Reading list: "Cryptonomicon" and "Anabasis"

The laying-down of the phone continues to bear fruit, except at my waistline which seems to be expanding in direct proportion to my distance from having a woobie smartphone.

First up, Neal Stephenson's tome Cryptonomicon.  While written in 2002, this epic work (1168 pages paperback, though I read the kindle edition) presaged much of headlines circa 2013:  Cryptography, the emergence of 'technocrats' who seem to be running the world, and the importance of finding one's humanity amid it all.

I don't say "epic" lightly.  This is a book set partially in World War II ("The Second Great 20th Century Struggle for Global Hegemony") and partially in "modern" times, circa turn of the 21st century, but told with a generally 3rd person limited perspective that I found maddening at times.  Like the underlying framework--the study of hidden messages and the breaking of the codes that hide those secrets--the novel reveals itself s-l-o-w-l-y, and sometimes it's challenging keep going.

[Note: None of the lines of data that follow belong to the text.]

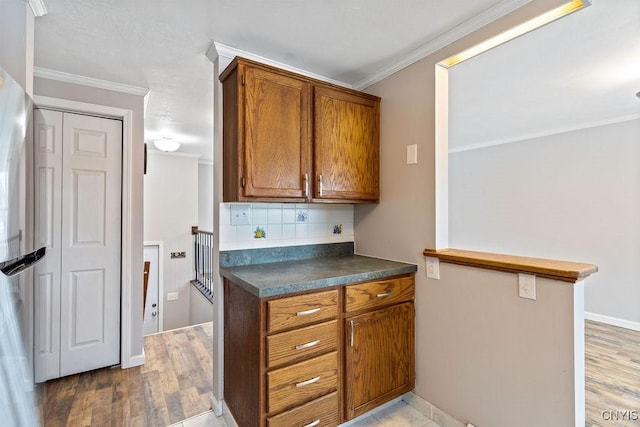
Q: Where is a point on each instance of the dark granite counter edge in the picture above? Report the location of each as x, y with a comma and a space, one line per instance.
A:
284, 253
291, 288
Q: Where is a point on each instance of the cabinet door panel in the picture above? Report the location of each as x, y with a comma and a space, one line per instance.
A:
346, 146
276, 130
379, 357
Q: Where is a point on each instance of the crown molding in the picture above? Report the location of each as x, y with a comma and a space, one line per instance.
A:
495, 12
38, 7
550, 132
89, 81
230, 52
152, 150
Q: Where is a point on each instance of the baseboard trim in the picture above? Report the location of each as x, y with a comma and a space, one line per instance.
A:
216, 406
137, 360
627, 324
227, 416
372, 412
431, 411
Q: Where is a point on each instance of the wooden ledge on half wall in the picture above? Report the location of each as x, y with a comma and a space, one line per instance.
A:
565, 271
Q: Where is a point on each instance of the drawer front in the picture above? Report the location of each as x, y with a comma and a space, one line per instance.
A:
291, 312
300, 383
299, 344
372, 295
322, 412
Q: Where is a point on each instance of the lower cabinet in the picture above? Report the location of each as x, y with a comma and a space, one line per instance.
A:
379, 357
317, 358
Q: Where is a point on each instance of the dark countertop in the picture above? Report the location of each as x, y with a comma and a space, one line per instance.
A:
280, 278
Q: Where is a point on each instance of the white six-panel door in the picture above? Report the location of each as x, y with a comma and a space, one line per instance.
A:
84, 298
48, 198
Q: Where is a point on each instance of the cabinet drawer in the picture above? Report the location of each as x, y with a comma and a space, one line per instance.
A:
322, 412
290, 386
299, 344
372, 295
291, 312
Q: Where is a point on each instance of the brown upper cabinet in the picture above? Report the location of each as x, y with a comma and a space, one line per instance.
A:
290, 138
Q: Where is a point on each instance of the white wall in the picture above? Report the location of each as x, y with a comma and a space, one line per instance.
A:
170, 210
16, 41
404, 223
572, 196
205, 196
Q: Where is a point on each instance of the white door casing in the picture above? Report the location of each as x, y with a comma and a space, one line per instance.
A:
87, 254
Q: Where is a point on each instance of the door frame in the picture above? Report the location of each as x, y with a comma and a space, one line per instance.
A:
160, 245
126, 310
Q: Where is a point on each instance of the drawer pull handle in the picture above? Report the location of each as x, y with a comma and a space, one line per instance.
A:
307, 345
306, 312
307, 382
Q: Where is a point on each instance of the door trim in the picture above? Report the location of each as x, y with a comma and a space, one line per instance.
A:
127, 360
160, 245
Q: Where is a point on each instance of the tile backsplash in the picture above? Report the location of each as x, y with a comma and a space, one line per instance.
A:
286, 224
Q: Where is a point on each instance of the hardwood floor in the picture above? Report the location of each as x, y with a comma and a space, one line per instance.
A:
612, 357
175, 383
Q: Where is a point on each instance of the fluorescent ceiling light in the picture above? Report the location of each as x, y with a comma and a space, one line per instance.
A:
516, 31
166, 144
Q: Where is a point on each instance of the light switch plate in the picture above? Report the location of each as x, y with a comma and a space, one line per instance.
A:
527, 286
433, 267
240, 214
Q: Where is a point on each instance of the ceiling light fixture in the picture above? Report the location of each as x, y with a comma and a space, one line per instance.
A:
516, 31
166, 144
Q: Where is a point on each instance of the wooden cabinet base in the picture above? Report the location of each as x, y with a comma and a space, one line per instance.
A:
322, 412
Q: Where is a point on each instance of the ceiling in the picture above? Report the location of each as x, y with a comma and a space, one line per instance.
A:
161, 45
580, 71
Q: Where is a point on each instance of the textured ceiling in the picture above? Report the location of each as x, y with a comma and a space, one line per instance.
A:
580, 71
161, 45
558, 77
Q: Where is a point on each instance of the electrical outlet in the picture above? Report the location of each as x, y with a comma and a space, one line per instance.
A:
240, 214
527, 286
433, 267
412, 154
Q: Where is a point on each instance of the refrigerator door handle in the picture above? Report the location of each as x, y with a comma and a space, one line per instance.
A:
21, 263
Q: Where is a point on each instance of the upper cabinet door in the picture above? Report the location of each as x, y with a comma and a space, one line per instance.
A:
346, 146
276, 135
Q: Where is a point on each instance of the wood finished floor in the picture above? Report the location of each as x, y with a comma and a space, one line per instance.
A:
175, 383
612, 365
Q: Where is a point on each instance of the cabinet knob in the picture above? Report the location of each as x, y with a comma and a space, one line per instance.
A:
307, 382
307, 345
305, 179
307, 312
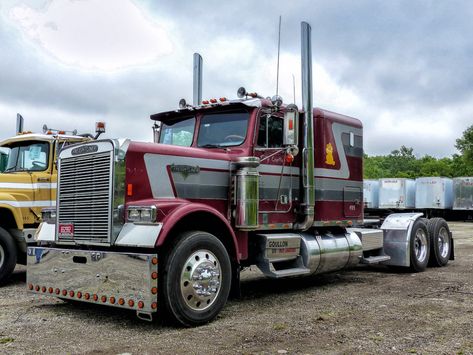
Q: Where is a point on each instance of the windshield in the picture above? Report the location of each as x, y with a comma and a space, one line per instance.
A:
28, 156
223, 129
178, 132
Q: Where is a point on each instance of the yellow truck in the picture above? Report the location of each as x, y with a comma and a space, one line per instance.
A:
28, 183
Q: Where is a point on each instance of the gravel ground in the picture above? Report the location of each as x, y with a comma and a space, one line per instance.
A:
364, 310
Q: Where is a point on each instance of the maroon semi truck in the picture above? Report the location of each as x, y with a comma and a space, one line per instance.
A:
227, 184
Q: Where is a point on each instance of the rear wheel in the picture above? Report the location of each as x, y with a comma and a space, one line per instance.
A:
419, 246
196, 279
8, 255
440, 242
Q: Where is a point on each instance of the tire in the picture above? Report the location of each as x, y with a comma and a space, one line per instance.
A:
188, 300
8, 255
440, 242
419, 246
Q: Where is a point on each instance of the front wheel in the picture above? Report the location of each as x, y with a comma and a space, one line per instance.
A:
419, 246
196, 279
440, 242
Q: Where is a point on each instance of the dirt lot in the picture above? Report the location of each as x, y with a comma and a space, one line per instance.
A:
366, 310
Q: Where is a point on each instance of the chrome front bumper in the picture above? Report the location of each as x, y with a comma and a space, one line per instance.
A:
126, 280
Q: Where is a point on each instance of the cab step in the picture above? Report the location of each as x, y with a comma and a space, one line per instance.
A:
375, 259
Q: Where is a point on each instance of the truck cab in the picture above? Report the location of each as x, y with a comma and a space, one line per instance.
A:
28, 183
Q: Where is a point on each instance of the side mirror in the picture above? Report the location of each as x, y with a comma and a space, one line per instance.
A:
291, 125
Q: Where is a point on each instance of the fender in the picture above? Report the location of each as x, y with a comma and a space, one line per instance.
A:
186, 210
8, 202
397, 229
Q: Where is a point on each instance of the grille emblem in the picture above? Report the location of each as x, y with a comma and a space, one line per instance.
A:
91, 148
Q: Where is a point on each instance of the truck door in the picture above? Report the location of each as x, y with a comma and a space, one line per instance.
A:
278, 183
38, 161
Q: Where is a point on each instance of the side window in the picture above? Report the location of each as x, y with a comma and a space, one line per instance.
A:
270, 132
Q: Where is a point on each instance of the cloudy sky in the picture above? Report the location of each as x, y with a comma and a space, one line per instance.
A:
404, 68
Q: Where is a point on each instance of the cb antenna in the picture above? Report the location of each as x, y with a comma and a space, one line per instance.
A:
279, 49
294, 87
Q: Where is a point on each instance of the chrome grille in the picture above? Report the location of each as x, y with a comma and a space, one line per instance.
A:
85, 196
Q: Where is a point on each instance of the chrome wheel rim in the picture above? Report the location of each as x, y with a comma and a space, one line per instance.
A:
2, 256
420, 245
201, 277
443, 241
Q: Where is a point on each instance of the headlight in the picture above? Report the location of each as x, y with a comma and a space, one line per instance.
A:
145, 214
48, 215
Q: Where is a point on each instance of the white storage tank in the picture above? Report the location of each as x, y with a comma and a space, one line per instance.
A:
397, 193
463, 193
371, 193
434, 193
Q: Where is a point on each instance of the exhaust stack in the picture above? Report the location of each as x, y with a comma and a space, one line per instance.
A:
308, 198
197, 99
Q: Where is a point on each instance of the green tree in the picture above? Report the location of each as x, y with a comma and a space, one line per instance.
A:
465, 144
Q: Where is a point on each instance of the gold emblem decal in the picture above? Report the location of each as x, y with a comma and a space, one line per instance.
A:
329, 155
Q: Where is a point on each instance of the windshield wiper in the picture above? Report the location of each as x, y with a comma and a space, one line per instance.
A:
211, 146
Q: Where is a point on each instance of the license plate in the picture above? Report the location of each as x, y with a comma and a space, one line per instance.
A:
66, 230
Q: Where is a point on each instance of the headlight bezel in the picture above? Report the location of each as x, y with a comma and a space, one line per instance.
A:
141, 214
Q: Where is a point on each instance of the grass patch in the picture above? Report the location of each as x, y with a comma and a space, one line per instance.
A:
279, 326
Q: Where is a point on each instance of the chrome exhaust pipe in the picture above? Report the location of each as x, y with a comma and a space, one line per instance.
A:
197, 89
308, 198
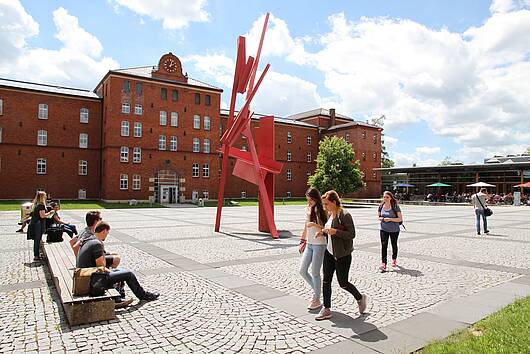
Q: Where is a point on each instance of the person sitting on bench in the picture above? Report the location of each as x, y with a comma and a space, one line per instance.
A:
92, 254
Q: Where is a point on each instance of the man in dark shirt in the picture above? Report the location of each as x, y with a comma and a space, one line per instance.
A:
92, 254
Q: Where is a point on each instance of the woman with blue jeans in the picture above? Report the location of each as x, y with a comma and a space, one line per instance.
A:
315, 245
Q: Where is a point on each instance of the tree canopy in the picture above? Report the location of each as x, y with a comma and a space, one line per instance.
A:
336, 167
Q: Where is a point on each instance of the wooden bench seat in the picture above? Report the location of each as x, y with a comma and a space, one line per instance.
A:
78, 309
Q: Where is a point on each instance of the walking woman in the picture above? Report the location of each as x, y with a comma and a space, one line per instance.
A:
313, 245
390, 217
36, 224
340, 232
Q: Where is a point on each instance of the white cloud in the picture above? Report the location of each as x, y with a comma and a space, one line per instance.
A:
175, 14
77, 63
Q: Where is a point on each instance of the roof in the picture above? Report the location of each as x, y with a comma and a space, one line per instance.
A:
276, 119
62, 90
145, 71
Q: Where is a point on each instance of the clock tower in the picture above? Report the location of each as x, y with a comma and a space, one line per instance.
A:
169, 68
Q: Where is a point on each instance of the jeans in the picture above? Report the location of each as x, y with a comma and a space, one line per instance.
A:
120, 275
478, 214
314, 255
342, 265
384, 244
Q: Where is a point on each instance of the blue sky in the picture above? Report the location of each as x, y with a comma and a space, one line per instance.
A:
450, 76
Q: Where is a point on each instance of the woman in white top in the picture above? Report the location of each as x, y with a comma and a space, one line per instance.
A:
313, 245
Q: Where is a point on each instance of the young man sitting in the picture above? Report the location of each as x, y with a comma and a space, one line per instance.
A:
92, 254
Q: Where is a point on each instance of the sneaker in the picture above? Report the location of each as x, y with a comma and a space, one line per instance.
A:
314, 305
122, 302
150, 296
324, 314
362, 304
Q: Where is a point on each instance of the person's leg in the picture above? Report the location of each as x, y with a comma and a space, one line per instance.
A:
343, 268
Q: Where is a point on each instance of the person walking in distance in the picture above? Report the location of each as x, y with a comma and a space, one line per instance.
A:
478, 201
340, 232
313, 245
390, 217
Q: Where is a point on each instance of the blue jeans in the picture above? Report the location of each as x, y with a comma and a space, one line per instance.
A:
480, 213
314, 255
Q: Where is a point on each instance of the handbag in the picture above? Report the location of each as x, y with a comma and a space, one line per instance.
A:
487, 211
81, 286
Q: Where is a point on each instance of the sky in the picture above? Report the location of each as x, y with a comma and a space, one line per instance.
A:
451, 77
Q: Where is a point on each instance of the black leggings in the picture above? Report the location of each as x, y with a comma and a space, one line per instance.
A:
342, 265
384, 244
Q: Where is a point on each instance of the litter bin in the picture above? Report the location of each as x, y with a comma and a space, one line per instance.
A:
25, 210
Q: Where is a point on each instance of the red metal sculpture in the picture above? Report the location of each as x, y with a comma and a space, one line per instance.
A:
256, 166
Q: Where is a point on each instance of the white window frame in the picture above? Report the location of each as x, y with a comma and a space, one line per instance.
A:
42, 138
41, 166
82, 168
124, 128
83, 141
124, 181
137, 155
43, 111
124, 154
174, 119
83, 115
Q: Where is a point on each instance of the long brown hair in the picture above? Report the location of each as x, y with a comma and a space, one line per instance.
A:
318, 214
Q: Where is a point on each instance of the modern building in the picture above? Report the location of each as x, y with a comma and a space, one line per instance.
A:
150, 133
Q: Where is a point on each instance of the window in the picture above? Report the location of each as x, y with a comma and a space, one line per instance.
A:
173, 143
83, 115
196, 145
162, 142
137, 129
163, 118
124, 154
136, 182
43, 111
195, 170
83, 140
137, 155
42, 138
41, 166
83, 168
124, 128
124, 181
174, 119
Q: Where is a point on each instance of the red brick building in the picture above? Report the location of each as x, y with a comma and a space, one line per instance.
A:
150, 133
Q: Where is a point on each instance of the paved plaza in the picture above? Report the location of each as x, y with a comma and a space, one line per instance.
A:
240, 290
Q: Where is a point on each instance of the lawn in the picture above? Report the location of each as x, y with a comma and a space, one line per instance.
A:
506, 331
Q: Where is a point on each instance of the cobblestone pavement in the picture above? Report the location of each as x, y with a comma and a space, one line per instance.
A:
240, 291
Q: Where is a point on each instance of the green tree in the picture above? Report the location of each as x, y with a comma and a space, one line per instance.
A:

Which brings us to either the main complaint or the main thing that makes this book awesome:  The math and computer science part of it.   Being on the other side of it, I have no idea how someone without a math/CS education even understands the book.  At the very ass-end of my algorithms class at in college, we got to play with cryptography and cryptanalysis and so I understood most of what Stephenson was talking about, but I've no idea how a good 10% of the book doesn't sound like this:


With similar results for the reader.

That being said, the central character, Randy Waterhouse, is the epitome of a Gen-X American:  Heir to a supreme legacy from his grandfather, Lawrence, a central figure in the development of the digital computer, Randy's basically an underperforming, henpecked itinerant who we meet after he's finally had it with his common law wife's intelligensia cronies.   He joins his tall-drink-of-water business partner Avi in another lucrative business venture, hidden behind 2048-bit RSA public/private keys and secure email servers.  Randy is something of an amazing protagonist, because he learns as we learn, informed by hidden information thought lost to the War and time, resurrected by an unsanitary number of deus ex machina.

It's not that Stephenson's lazy.  For heaven's sake, he had Bruce Schneier develop a new encryption algorithm and he put a PERL script of the algorithm in the book.  At one point, he did an incredibly elegant description relative prime number recurrence using a bicycle chain.  This guy has Stephen Hawking-like gift for metaphor, truly.   Instead, we have layer-upon-layer of characters and idiosyncracies (remember: EPIC), and tying it all up just wasn't very satisfying.   The ending was so abrupt and the central antagonist in the modern part of the story so flat and unbelievable, I had to re-read a couple of passages twice to see after all that prose he'd really tied-up the plot like that.

Perhaps the commentary is simply: Sometimes, life is abrupt and you just have to deal.

Hidden within is a gem of a WW2 narrative, with appearances by Alan Turing, Douglas MacArthur, and a theatre of the war that's often misrepresented--the Philippines.  Also, there's the underpinnings of our modern world here:  Turing's development of the digital computer.    

TL;DR:   Good book.  Glad I read it.  Have no idea how 95% of people would understand it.

* * *

Xenophon's Anabasis

Quite simply, this is one of the first "histories" worthy of the name, told in the 3rd person with an eye for accuracy.   Xenophon, here, is a soldier elevated to leadership after his mercenary army is defeated and the nominal generals are all slaughtered when he and his crew are over a thousand miles from home and they're ordered to lay down their arms.

What would you do?   Lay down and die?   Neither did they.

Let's get this out of the way:  This "book" was written 2400 years ago, and aside from some stylistic issues, one could imagine Patton, Rommel, or Napoleon penning it.    The descriptions are slavishly chronological and vivid;  Xenophon elides little.  One wishes he'd elide the speeches made in camp to rally the troops, but the dialogue there gives roundness to the supporting cast of Greek hoplites, who were ordinary soldiers, not Homeric heroes.  They fought, they bled, and over a thousand of them didn't make the return trip.   However, they were admirably rational, at least in Xenophon's account, and they generally did the right thing even in the face of hopeless situation after situation.  

Taken another way:  This thing is like the Odyssey, but with 11 out of 12 of the original ships making it back to Ithaca, ahead of schedule.  Xenophon knew how to run a project.

I'm glad to have read it, but I resorted to skimming much in the last 25%.  Again, this is a history, not a novel, so he has to give the same weight chronologically to what happens after it becomes apparent the army is going to survive.  The middle 50%, however, is gripping, with descriptions of tactics and "the fog of war" and how to deal with leadership and motivation.